Stevenson et al. (2016) · Autism research : official journal of the International Society for Autism Research 2016
★ The Verdict

Autistic brains often mistime sound-and-sight pairs, so keep classroom media in tight sync.

✓ Read this if BCBAs running social-skills or language groups that use videos or tablets.
✗ Skip if Practitioners who only do pure verbal or tabletop DTT without screens.

01Research in Context

01

What this study did

van Timmeren et al. (2016) wrote a narrative review.
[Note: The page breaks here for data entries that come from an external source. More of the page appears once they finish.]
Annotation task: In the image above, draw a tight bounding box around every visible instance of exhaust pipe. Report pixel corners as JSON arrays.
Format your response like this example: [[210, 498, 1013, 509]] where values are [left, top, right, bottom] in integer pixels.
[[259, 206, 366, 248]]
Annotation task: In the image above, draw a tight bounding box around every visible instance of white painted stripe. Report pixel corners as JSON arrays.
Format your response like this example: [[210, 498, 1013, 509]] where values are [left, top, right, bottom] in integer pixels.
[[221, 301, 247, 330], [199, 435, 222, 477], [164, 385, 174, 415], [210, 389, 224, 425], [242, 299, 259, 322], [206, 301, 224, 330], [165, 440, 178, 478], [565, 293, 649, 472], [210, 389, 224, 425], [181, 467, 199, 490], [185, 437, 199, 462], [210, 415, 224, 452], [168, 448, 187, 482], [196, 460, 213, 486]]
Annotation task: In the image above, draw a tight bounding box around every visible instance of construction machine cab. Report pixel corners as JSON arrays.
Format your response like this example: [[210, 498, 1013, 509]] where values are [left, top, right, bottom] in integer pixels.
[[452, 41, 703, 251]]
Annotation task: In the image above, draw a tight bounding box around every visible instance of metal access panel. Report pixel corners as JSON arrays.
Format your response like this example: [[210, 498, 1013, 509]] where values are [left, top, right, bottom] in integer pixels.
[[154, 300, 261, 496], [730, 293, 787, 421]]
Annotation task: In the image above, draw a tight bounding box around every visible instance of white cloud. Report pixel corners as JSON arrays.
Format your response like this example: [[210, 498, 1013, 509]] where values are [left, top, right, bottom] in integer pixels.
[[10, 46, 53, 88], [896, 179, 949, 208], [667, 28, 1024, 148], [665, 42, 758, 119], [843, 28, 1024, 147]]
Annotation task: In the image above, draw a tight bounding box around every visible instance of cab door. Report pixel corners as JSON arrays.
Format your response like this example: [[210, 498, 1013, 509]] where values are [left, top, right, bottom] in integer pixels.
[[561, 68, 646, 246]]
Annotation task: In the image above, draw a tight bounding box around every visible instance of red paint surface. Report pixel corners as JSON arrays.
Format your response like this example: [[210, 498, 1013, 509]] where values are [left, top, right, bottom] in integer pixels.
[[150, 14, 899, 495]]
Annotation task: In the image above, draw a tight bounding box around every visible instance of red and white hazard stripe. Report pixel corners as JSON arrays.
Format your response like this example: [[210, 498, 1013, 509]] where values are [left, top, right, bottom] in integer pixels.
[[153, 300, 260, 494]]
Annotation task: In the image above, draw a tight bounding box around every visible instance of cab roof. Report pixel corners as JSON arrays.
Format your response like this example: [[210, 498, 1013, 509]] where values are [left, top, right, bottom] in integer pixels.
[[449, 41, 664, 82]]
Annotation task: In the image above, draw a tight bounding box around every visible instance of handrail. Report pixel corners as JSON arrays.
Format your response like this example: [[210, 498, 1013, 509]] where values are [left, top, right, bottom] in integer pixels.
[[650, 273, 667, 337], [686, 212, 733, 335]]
They pulled together studies on how people with autism handle sound and sight timing.

The authors looked at brain and behavior data. They asked if off-beat audiovisual timing could feed into social and sensory problems.

02

What they found

The review says autistic people often show atypical audiovisual timing. Lip-sync windows, flash-beep matches, and rapid re-calibration can all drift off standard settings.
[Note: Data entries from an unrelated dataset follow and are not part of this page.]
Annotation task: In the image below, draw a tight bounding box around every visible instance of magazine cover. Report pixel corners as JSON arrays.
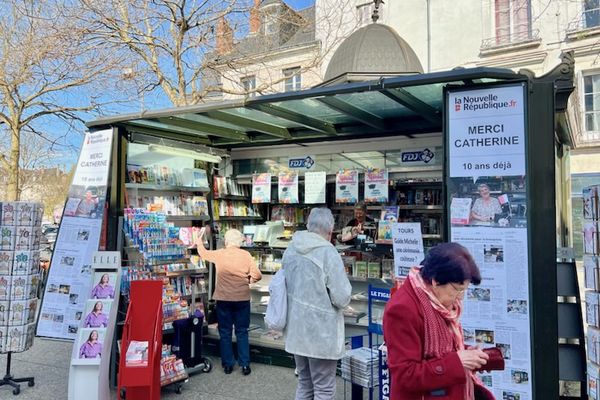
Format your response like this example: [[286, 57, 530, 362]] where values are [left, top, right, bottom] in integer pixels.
[[376, 220, 394, 244], [450, 197, 473, 225], [380, 206, 398, 222]]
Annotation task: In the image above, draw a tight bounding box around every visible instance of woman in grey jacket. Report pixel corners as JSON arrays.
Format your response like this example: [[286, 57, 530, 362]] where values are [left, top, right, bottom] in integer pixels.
[[283, 208, 352, 400]]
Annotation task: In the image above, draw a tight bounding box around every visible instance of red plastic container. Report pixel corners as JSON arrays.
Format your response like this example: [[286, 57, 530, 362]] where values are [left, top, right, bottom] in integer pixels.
[[117, 281, 163, 400]]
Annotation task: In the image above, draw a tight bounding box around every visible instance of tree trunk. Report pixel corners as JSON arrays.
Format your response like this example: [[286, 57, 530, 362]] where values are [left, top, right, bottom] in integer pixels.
[[6, 127, 21, 201]]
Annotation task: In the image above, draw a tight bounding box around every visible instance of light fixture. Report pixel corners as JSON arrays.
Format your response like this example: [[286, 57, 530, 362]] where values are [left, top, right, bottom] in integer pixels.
[[148, 144, 222, 163]]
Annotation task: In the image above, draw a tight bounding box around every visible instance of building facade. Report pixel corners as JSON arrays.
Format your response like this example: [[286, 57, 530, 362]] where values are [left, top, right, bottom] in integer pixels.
[[210, 0, 600, 256]]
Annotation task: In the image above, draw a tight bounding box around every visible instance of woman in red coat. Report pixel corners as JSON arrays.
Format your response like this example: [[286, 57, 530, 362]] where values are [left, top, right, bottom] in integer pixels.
[[383, 243, 494, 400]]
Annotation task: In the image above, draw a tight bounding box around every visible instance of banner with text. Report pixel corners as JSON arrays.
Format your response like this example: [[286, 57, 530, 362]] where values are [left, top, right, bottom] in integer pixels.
[[392, 222, 425, 277], [304, 171, 327, 204], [364, 168, 388, 203], [446, 84, 532, 400], [37, 129, 113, 339], [252, 173, 271, 204], [335, 169, 358, 204], [278, 172, 298, 204]]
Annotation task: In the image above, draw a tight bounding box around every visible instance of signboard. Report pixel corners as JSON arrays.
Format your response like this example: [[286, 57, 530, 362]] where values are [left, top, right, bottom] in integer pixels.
[[446, 84, 532, 400], [37, 129, 113, 339], [278, 172, 298, 204], [304, 171, 327, 204], [252, 173, 271, 203], [335, 169, 358, 204], [288, 156, 317, 171], [392, 222, 425, 276], [365, 168, 388, 203]]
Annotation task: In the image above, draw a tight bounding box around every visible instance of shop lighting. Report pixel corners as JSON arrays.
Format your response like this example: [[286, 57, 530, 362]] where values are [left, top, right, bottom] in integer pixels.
[[148, 144, 222, 163]]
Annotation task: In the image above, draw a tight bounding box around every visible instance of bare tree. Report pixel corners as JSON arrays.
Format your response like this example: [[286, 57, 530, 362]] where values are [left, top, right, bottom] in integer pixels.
[[73, 0, 354, 106], [0, 0, 123, 200]]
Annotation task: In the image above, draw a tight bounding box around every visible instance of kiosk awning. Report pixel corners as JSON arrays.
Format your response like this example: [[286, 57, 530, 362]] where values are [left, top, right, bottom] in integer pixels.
[[87, 68, 526, 148]]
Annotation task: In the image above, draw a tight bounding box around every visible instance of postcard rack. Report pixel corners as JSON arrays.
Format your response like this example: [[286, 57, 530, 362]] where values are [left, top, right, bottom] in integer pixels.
[[117, 280, 163, 400]]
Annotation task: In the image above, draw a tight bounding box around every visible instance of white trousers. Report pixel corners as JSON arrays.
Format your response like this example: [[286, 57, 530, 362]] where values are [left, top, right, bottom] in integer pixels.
[[294, 355, 337, 400]]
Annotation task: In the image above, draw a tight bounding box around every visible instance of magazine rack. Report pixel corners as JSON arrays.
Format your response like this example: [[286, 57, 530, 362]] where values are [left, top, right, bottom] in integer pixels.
[[118, 281, 163, 400]]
These timing slips may ripple out to language, social cues, and sensory overload.

03

How this fits with other research

Johnston et al. (2017) tighten the picture: teens with autism need tighter lip-sync than peers. Mis-alignment above ~100 ms hurts their speech understanding more.

Jean-Wehman et al. (2017) add a twist. Kids with autism can quickly re-calibrate timing for speech but not for simple flashes and beeps. Pick speech-based tools if you want self-repair.
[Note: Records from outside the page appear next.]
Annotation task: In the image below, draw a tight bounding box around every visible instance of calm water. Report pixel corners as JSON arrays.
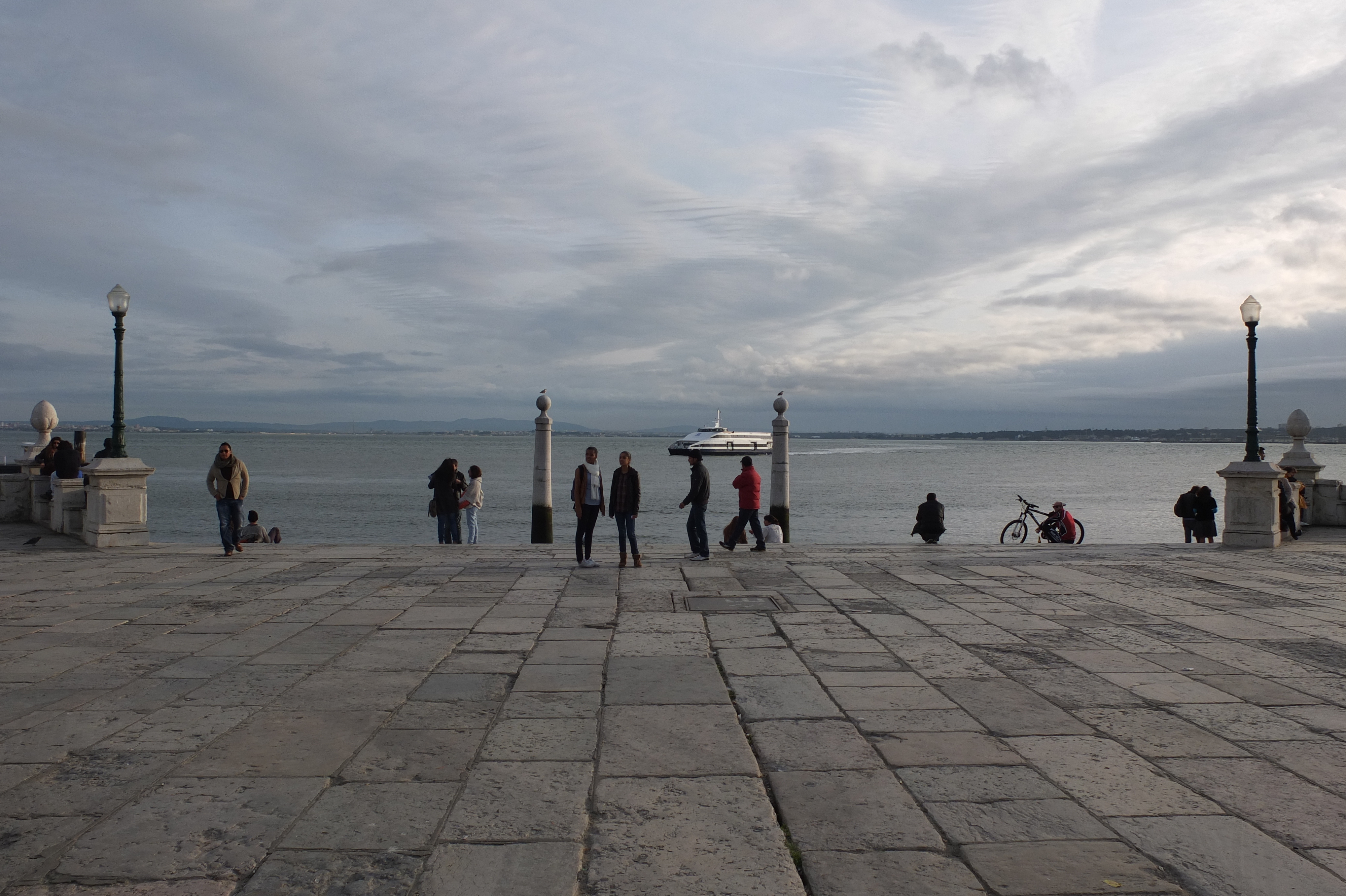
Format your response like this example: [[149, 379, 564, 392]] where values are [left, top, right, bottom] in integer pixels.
[[16, 433, 1346, 544]]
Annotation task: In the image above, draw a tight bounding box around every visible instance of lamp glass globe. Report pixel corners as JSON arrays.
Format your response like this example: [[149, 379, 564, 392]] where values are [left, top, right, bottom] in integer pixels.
[[108, 283, 131, 315], [1238, 296, 1261, 323]]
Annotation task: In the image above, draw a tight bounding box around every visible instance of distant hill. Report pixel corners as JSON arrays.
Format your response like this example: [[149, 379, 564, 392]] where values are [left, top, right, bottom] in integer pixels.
[[67, 416, 595, 432]]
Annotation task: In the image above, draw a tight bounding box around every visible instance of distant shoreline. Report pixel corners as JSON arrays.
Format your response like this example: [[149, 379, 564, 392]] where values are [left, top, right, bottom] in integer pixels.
[[0, 421, 1346, 445]]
Two studies seem to clash yet don’t. Capio et al. (2013) and De Meo-Monteil et al. (2019) show adults with autism outperform others on pure visual timing tasks. The review’s broad "atypical" claim mostly targets audiovisual integration, not solo visual clocks.

04

Why it matters

Check your teaching videos. If lips lead or lag sound by more than a blink, swap the clip or add captions. Use speech apps that auto-align, and lean on strong visual timers for schedules—those still work fine.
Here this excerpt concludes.